Однажды кто-то в классе сказал, что среднего сына орлоносой – у нее было трое – вызывали в милицию. «Детская комната милиции», что его туда привели. Никто толком не понимал, что это означает. Рисовалась детская комната из кино, с мишками на кровати и мячиками на полу, непонятно почему расположенная в отделении милиции. Почему отделении, от чего оно отделяется? И зачем там детская комната? Никто не знал, но все шептали: «ее сына вызвали…» – и по коже бежали мурашки. Через некоторое время появились новые данные, вкупе со смутными догадками: пошел слух, что муж учительницы – и сам милиционер. Один раз он зашел в школу, чтобы отдать ей что-то через порог, и я мельком увидела его лицо через приоткрытую дверь класса. У него были такие же усы, как у папы, только совсем светлые, и такие же красные мешки под глазами, избыточная, провисшая кожа. До меня вдруг дошло, что у милиционеров тоже есть дети, то есть не у всех, но все они хотя бы как-то относятся к факту существования детей в этом мире, как и остальные взрослые. И что они, наверное, выразили свое отношение, обустроив у себя на работе детскую комнату. Радость от разгаданной загадки, однако, была не беспримесной: оставалась неясность. Что же все-таки происходило в этой комнате – лежали на полу мячики, была ли кровать с мишками, как в кино? Сидела ли за письменным столом женщина, похожая на орлоносую?
Провисшая кожа у нее под глазами. Мы сидели на диване в гостиной почти без мебели, у плинтуса лежал свернутый в рулон ковер. Голые стены, темный бликующий пол, окна без занавесок, в которые лился июльский свет. Диван без покрывала, а оно не помешало бы: обивка истерлась до дыр. Я подумала, что мама никогда не позволила бы себе принять человека в комнате без занавесок, о таком промахе она говорила одно: сиротский дом. Сиротский дом виделся избой, полной наголо бритых детей в нечистой одежде, и это было жутко само по себе. Но еще хуже было то, что я знала: папина мама умерла, когда он был маленький, то есть он и был сирота, потому что один отец не считается. И когда мама уехала на целую осень ухаживать за бабушкой, а потом вернулась, то у нее тоже больше не было мамы. Но может ли взрослый человек стать сиротой, если этот человек к тому же сам – мама? Например, моя?

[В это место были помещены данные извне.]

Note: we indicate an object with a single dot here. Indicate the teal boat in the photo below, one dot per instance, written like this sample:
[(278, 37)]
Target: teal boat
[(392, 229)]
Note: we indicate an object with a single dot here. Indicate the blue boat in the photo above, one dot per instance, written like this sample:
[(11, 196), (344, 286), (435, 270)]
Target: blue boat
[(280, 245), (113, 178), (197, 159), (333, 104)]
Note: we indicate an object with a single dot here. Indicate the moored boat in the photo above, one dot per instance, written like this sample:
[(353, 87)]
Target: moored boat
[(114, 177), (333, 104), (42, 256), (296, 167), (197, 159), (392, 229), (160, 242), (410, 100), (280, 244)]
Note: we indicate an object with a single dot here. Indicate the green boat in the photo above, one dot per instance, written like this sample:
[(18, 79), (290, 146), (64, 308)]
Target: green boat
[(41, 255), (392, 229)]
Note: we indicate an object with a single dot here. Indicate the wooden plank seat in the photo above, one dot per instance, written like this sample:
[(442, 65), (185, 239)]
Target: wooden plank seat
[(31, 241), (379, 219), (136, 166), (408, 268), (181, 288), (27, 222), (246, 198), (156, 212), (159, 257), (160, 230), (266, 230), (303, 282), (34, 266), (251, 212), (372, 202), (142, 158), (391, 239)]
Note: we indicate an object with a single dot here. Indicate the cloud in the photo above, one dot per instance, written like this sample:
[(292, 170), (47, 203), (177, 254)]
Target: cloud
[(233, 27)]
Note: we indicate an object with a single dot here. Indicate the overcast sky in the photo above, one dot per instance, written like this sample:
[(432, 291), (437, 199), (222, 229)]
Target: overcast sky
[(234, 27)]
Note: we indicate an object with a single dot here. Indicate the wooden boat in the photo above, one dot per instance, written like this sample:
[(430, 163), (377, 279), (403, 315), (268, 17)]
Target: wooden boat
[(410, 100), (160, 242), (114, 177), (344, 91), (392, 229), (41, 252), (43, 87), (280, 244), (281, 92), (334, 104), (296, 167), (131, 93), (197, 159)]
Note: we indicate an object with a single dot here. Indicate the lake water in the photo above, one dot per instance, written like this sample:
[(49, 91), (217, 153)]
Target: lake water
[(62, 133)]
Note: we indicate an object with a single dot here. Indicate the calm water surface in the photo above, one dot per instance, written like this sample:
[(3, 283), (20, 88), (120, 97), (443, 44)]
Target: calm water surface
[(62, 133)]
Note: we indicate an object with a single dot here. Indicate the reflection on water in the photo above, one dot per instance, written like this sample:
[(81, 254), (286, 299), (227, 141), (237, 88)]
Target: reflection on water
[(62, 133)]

Вообще-то по-настоящему ужасной учительница с орлиным носом была только один раз. Той самой осенью, когда уехала мама. Я вошла в класс, села за парту, разложила вещи, и вдруг в животе открылась огромная пустота и двинулась к груди, обжигая так невыносимо, что усидеть на месте не получалось. Я встала, сделала четыре, пять быстрых шагов к ее спине и завиткам волос на затылке и черным сапогам с высоким облегающим голенищем и квадратным каблуком. Выдохнула: «Я боюсь, что случится что-нибудь плохое с моей…» и так далее, а слезы текли через край века, хоть я и пыталась остановить их, прижимая указательные пальцы к мягкой коже пониже ресниц. Мне казалось, что я правильно подобрала слова, потому что только маленькие дети говорят вещи вроде «я хочу к маме» и потом плачут. Потому что мы ведь даже пели на первом уроке музыки в новом учебном году: «Мы второклассники, мы второклассники, мы люди взрослые, не малыши!» Новая, непривычно свежая и молодая учительница музыки складывала кончики пальцев в птичий клюв, тыча вверх: не понижаем! У нее были блестящие, небрежно убранные наверх волосы, пара прядей торчали в стороны, как травинки из гнезда. В общем, я понимала, что более взросло будет сказать: «Я боюсь, что случится что-нибудь плохое с мамой, она уехала». А я осталась дома, с папой, но больше со старшей сестрой, потому что у папы уже провисла кожа под глазами, такие пустые мешки, а сами глаза над этими мешками в любой день могли стать как гладкие пуговицы, как будто не совсем зрячие. Шагал он тогда медленно, неуверенно, как будто ноги начинали жить своей жизнью, и в любой день он мог уснуть на кухне, не выключив плитку, так что металлическая улитка в середине раскалялась как уголь и пахла опасностью. И тем вот утром, когда еще не прозвенел звонок, а я стояла за спиной у орлоносой на негнущихся ногах, пока она дописывала на доске, она обернулась, и орлиный нос ткнул мне в лицо. «Ну что ты опять ревешь?» – сказала она и сжала губы. Я повторила свое «боюсь, что с моей мамой…», и на второй раз вышло чуть легче, слова как будто скользили по лыжне, прямо к ее лицу и внимательным глазам. Она долго смотрела на меня, держа в одной руке мелок, в другой книжку, а потом ответила: «И что я, по-твоему, должна сделать?»